7) The Far Right Emerges. To deal with working people more ruthlessly, the radical right is being unleashed. In normal times these bigots yell furiously but no one listens. But in times of economic crisis they’re given endless airtime on all major media outlets. The message of the far right promotes all the rottenness not yet eradicated by education: racism, xenophobia, religious intolerance, violence, and a backward nationalism that fears all things “foreign.” These core beliefs effectively divide working people so that a concerted campaign against the corporate elite is harder to wage. Meanwhile, labor unions, progressives, and other working class organizations are instead targeted. The above phenomena do not happen in a normal economic cycle of boom and bust. These symptoms point to a larger disease in the international economic system, a disease that cannot be cured by politicians who swear allegiance to this deteriorating system and to the wealthy elite who benefit from it. To ensure that the economic system is changed so that working people benefit, large-scale collective action is necessary, based on demands that unite the majority of working people: a massive job-creation program at the expense of Wall Street, no cuts to Social Security and Medicare, a moratorium on home foreclosures, passage of the Employee Free Choice Act, and so on. With the unions in the lead promoting these demands, working people could put up a real fight.

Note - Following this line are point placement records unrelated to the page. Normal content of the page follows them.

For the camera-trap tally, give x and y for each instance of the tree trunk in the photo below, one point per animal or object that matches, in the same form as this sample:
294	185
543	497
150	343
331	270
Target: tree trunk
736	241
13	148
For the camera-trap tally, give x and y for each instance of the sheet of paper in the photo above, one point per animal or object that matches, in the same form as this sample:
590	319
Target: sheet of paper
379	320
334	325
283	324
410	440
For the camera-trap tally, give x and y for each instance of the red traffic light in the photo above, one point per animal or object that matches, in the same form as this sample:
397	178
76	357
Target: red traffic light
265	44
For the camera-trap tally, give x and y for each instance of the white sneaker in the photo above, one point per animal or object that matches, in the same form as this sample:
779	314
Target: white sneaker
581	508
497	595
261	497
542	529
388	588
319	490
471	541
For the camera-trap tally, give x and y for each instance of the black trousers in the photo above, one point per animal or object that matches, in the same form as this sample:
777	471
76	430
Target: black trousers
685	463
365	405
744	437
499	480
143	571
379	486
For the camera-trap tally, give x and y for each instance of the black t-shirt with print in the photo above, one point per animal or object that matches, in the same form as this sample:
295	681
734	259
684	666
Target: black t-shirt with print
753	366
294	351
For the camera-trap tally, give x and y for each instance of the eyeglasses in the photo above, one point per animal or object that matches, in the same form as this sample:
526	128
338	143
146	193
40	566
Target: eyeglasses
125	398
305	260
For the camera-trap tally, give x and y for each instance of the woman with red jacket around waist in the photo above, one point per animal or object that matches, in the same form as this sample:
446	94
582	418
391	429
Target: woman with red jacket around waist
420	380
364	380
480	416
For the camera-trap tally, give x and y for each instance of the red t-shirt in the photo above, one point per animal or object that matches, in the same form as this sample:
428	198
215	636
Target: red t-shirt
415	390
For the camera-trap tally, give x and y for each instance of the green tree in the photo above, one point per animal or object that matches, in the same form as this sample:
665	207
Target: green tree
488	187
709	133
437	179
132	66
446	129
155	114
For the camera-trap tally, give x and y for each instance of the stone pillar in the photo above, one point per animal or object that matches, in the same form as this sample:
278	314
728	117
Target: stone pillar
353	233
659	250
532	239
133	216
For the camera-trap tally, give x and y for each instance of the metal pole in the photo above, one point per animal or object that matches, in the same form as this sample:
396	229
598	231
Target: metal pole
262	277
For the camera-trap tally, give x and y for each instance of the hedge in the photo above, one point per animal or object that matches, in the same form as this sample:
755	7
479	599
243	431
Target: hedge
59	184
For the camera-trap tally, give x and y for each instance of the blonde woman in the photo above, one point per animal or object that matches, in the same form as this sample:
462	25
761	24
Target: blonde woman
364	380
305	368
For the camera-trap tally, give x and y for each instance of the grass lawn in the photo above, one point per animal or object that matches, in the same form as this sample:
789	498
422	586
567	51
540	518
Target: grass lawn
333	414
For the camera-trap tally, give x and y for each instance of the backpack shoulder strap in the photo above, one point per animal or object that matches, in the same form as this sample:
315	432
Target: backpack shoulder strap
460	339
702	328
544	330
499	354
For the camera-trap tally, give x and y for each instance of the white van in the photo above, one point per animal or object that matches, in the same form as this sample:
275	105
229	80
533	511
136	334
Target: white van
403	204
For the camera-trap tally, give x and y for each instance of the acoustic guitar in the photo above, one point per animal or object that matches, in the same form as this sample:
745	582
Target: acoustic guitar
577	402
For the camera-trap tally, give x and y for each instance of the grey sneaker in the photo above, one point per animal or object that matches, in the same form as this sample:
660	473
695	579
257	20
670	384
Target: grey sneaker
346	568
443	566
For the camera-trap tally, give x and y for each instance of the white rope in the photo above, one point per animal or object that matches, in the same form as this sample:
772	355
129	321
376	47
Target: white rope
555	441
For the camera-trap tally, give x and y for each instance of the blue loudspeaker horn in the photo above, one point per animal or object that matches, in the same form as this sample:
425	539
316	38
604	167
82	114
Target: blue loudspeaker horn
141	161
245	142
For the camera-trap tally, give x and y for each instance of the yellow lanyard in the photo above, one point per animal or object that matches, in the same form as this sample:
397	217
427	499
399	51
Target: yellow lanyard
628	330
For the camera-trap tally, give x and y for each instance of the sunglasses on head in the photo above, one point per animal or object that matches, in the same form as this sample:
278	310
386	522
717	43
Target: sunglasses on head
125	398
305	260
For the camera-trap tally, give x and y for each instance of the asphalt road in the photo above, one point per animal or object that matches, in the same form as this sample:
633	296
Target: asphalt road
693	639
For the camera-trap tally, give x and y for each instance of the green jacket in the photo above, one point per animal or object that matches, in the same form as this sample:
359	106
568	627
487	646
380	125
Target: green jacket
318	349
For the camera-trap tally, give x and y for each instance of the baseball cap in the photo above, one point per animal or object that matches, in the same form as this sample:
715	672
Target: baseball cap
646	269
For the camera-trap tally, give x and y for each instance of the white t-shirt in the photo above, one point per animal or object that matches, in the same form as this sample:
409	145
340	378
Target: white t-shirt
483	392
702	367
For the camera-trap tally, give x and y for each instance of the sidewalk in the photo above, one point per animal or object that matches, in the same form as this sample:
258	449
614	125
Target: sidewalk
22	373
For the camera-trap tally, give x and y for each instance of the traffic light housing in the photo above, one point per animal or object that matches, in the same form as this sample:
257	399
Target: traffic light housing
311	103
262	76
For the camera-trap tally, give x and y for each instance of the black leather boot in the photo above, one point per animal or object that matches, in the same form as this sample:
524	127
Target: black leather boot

The best solution that I can think of, then, that takes care of all this and more, is to come up with an innovative, effective and efficient nonprofit economy. Here are a few examples of what I mean: What’s the underlying cause of the skyrocketing prices of fuel, groceries, college tuition, and medical care including the cost of private health insurance? All of the above industries needed more operating capital to keep going due to rising prices for goods and services that they purchase. But even more basic than that – the least common denominator – is the current corporate business model, where the shareholders needs come first instead of the customers and employees of the firm. More profits must be generated for this cadre of people whose demands for ‘more’ are only exceeded by their self-importance. What if this weren’t true? What if the hundreds of billions in profits that each one of these enormous multinational corporations racks up each year were returned to the employees so they, and not the shareholders who don’t do a damn thing anyway, can share in the profits? If you multiply 500, the number of Fortune Magazine’s biggest corporations, by all those hundreds of billions in profits they each made, that comes to a sum of money so huge that my calculator won’t display the answer – it doesn’t have enough memory.
If the US wants to clean up its act, a nonprofit economy would be a very good place to start. Let’s spend this week thinking of all the things we could do for each other and the whole world with the money that, as I write this, is still being hoarded by the few. Let’s invent fair and equitable ways we can peacefully distribute it to the many.